With collaborators from Europe and Turkey, Dr. Begun has been able to describe evidence of the origins of the great apes in Europe and Western Asia, the spread and diversification of great apes across Eurasia, leading to the origin of the ancestors of orangutans in Asia and the African ape-human lineage in Africa. Combining evidence from functional anatomy, Dr. Begun and his students reconstruct behavior, phylogeny, evolutionary relationships, and biogeography to reconstruct patterns of migration. Together these approaches allow us them to propose patterns of adaptation and migration of great ape/human ancestors in response to ecological changes.
Currently Dr. Begun’s research team are working on the hypothesis that the African ape/human lineage arose from a European or Western Asian ancestor that moved into Africa about 7-9 million years ago, probably in response to global climate changes. The same changes forced the ancestors of the orangutan south into the tropics from China at about the same time. This hypothesis has taken their field work focus most recently to Turkey, which has a rich record of several lineages of fossil great apes from all the relevant time periods, as well as a spectacular record of climate change and mammal evolution during the Miocene, when apes evolved.
Dr. Begun is also intrigued by the evolution of intelligence in apes and humans, and is working on the analysis of endocasts (brain case casts) of fossil apes and early humans.
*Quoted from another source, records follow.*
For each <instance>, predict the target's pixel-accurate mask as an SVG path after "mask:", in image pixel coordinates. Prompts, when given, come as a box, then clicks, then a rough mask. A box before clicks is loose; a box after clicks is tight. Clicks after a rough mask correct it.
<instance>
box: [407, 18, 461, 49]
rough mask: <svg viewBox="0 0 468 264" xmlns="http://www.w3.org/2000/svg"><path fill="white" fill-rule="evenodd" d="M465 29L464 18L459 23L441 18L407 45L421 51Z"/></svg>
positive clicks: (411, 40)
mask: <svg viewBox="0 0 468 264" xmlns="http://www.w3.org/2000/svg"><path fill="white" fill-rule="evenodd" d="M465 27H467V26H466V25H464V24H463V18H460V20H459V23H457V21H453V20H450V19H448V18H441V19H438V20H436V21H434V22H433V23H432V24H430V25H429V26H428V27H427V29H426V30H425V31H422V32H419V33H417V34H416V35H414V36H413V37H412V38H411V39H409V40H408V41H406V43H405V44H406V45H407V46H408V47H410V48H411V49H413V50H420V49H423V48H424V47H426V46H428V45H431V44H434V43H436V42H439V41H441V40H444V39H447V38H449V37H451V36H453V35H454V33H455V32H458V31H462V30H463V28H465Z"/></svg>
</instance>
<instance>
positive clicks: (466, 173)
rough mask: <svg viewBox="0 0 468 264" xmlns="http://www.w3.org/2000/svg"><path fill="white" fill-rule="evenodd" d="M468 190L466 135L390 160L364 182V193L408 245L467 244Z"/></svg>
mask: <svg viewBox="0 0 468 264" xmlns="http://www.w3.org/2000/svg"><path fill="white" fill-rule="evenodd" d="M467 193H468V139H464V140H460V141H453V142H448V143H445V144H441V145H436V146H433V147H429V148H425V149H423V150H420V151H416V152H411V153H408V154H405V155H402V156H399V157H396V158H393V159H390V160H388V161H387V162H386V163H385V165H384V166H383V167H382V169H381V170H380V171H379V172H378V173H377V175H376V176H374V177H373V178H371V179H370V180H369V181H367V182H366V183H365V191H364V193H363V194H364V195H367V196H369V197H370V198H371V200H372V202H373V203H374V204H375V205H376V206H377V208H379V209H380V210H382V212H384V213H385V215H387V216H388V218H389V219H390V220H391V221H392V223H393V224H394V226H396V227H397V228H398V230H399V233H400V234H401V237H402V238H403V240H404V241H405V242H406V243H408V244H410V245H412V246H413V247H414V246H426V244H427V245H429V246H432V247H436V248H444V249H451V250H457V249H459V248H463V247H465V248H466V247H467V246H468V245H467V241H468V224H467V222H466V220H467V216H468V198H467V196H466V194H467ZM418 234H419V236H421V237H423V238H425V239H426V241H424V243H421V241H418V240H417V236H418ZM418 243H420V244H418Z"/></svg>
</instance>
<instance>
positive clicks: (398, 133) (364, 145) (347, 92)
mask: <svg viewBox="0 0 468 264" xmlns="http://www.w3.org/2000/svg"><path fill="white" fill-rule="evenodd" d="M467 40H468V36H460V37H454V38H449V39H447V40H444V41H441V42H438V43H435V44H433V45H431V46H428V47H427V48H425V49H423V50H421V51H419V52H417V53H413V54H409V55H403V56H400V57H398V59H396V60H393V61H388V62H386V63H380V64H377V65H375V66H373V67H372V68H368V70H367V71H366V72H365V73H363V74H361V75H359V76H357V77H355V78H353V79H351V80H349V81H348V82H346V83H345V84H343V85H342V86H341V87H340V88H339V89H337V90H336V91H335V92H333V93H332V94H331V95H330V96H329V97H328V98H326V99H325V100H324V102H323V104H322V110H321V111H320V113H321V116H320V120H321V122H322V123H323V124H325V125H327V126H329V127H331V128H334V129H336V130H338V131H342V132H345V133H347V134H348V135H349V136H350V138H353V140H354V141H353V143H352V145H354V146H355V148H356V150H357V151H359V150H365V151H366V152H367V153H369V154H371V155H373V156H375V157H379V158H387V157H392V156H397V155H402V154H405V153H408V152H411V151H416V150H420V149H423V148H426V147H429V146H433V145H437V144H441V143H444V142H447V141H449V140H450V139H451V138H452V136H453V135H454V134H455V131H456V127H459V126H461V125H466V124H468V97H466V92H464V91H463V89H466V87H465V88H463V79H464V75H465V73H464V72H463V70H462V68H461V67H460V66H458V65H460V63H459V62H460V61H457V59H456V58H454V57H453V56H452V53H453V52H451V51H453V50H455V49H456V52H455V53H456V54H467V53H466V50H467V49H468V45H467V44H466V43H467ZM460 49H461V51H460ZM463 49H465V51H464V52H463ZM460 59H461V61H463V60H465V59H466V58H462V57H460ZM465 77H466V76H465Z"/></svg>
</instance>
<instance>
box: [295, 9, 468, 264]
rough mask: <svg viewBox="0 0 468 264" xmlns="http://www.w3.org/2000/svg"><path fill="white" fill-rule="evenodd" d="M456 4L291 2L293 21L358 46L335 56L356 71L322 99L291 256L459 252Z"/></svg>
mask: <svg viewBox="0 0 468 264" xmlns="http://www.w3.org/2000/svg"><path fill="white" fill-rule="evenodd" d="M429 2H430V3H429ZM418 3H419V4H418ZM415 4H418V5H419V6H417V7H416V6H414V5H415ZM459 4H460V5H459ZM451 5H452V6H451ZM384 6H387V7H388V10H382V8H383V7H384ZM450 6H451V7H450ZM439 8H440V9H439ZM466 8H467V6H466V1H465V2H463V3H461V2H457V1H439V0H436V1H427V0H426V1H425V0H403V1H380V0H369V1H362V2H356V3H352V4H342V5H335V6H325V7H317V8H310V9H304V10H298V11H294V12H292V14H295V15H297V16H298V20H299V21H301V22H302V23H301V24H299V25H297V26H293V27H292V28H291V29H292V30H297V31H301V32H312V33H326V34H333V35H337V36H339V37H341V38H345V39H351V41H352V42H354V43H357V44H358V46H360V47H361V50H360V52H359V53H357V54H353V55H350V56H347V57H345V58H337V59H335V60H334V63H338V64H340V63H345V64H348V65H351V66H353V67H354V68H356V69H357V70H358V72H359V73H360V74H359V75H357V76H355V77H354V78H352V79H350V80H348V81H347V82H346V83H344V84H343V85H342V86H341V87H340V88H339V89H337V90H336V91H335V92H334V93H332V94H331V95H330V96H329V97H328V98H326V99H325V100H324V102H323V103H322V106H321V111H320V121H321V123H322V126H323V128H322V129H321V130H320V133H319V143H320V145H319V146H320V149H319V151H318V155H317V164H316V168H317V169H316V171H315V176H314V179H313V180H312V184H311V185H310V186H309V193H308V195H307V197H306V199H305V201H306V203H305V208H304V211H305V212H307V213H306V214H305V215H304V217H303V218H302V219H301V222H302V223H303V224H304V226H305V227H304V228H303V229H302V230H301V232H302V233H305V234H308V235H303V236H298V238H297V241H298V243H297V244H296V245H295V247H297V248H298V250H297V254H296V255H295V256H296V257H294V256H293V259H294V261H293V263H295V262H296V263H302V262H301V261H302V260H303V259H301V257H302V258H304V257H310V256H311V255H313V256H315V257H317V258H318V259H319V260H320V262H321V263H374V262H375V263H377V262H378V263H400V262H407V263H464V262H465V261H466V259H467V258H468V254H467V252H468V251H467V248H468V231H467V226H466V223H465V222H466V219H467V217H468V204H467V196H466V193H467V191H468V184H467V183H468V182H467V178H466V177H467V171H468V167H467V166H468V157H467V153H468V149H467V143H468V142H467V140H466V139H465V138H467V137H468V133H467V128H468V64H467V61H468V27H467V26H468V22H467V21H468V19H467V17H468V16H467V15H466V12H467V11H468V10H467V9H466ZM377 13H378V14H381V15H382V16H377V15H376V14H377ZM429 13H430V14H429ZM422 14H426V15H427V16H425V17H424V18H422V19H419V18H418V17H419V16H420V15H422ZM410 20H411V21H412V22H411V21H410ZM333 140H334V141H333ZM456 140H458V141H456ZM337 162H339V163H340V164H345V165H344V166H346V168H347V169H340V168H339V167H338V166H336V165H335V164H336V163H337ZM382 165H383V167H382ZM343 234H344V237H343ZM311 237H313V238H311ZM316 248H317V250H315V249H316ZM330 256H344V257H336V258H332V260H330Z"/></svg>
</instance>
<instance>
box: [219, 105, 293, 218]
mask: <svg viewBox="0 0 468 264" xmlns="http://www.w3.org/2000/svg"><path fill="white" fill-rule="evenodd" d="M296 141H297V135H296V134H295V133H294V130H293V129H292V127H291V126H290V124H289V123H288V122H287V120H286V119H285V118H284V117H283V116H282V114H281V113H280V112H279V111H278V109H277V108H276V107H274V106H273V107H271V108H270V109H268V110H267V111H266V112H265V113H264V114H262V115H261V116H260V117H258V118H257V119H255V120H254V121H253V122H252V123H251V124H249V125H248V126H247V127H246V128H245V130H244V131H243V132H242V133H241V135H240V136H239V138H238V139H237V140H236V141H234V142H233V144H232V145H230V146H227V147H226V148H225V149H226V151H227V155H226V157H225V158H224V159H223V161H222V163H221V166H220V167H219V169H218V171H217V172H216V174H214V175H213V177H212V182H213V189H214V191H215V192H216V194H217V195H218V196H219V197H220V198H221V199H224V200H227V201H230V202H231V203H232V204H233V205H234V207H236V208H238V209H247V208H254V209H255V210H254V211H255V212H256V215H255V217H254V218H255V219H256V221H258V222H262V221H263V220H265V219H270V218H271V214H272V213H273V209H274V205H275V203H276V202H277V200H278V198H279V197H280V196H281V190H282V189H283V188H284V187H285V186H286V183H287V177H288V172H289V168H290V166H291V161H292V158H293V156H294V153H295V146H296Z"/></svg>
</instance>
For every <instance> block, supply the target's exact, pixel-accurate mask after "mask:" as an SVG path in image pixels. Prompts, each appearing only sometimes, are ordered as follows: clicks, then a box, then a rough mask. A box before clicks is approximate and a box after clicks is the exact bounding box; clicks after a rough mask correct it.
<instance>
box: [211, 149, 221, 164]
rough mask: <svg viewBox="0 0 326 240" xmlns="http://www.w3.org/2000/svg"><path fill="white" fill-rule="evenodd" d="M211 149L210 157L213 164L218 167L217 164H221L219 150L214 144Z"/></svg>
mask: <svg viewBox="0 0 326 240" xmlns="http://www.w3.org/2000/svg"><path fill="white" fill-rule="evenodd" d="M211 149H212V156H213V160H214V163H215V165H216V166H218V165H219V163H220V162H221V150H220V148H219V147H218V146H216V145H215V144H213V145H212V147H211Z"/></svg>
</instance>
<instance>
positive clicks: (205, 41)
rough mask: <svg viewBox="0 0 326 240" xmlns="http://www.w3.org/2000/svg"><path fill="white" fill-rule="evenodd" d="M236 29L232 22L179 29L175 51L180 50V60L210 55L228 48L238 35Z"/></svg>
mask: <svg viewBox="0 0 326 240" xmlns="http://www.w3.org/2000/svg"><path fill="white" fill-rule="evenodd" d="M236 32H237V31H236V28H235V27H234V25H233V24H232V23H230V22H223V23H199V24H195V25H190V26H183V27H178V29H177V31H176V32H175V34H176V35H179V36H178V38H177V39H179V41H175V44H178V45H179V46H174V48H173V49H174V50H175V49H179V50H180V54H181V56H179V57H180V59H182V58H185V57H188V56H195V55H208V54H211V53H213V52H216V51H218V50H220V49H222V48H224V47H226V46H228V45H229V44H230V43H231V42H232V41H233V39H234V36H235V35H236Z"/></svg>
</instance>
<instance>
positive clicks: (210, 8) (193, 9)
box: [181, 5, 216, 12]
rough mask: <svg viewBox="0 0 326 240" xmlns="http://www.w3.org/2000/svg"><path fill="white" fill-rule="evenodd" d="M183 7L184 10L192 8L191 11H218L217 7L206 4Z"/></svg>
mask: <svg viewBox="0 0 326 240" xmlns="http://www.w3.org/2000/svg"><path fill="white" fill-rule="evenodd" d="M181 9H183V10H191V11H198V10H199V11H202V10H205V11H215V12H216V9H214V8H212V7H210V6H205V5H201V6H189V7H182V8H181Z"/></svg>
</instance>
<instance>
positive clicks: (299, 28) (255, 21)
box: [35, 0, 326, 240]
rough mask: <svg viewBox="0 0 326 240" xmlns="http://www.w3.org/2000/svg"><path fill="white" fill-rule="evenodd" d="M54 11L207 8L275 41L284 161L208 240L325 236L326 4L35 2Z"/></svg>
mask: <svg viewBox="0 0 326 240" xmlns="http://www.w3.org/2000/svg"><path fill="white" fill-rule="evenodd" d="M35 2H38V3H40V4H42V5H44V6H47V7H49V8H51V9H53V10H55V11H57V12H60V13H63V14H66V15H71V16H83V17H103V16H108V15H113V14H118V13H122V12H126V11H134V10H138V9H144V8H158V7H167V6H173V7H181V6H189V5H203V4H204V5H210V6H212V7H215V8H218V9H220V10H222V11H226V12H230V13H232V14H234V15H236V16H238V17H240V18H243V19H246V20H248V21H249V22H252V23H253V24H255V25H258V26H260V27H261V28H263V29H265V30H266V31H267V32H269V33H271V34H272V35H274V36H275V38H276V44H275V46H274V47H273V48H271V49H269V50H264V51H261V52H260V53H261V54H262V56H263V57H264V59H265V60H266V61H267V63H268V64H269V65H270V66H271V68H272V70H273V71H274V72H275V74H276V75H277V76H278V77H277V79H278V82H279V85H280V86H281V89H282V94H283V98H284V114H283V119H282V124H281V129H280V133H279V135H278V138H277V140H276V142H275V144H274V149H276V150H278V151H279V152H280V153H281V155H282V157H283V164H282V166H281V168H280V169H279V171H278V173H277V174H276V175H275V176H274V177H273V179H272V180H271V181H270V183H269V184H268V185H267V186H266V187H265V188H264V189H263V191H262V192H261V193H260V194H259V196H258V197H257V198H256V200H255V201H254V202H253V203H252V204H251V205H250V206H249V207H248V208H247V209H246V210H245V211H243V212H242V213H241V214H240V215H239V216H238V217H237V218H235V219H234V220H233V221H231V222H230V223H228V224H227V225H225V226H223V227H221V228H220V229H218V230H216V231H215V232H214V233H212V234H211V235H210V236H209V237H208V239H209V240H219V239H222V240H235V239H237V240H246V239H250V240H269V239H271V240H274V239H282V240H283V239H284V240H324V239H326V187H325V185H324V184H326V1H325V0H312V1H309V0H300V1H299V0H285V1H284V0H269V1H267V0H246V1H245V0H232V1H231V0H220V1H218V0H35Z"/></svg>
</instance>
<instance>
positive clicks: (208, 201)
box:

For him, flexibility in behavioral responses to ecological challenges, made possible by anatomical adaptations of the jaws, teeth and limbs, but also by cognitive developments made possible by the evolution of the brain, is the key to understanding the evolution of modern great apes and humans.
2015. Begun, D.R. The Real Planet of the Apes: A New Story of Human Origins. Princeton University Press.
2015. Begun, D.R. Current perspectives on Hominoid Evolution. In Henke, W., and Tattersall, I. (eds.) Handbook of Paleoanthropology, 2nd edition. Springer-Verlag Berlin, pp.1261-1332.
2013. Begun, D.R. (Ed.) A Companion to Paleoanthropology. Wiley-Blackwell.
2012. Begun, D.R., Nargolwalla, M. and Kordos, L. European Miocene Hominids and the Origin of the African Ape and Human Clade. Evolutionary Anthropology 21:10–23
2011. Begun D.R., Kivell TL. Knuckle-walking in Sivapithecus: the combined effects of homology and homoplasy and implications for the origin of human bipedalism. Journal of Human Evolution 60:158-170.
2010. Begun, D.R. 2010 Miocene hominids. Annual Review of Anthropology 39:67–84
2010. Deane, A.S. and Begun, D.R. 2010 Pierolapithecus Locomotor Adaptations. Journal of Human Evolution 59:150-154
2010. Begun, D.R. Catarrhine Cousins: The Origin and Evolution of Monkeys and Apes of the Old World. In Clark, C.S. (ed.), A Companion to Biological Anthropology. Wiley- Blackwell, pp. 295-313.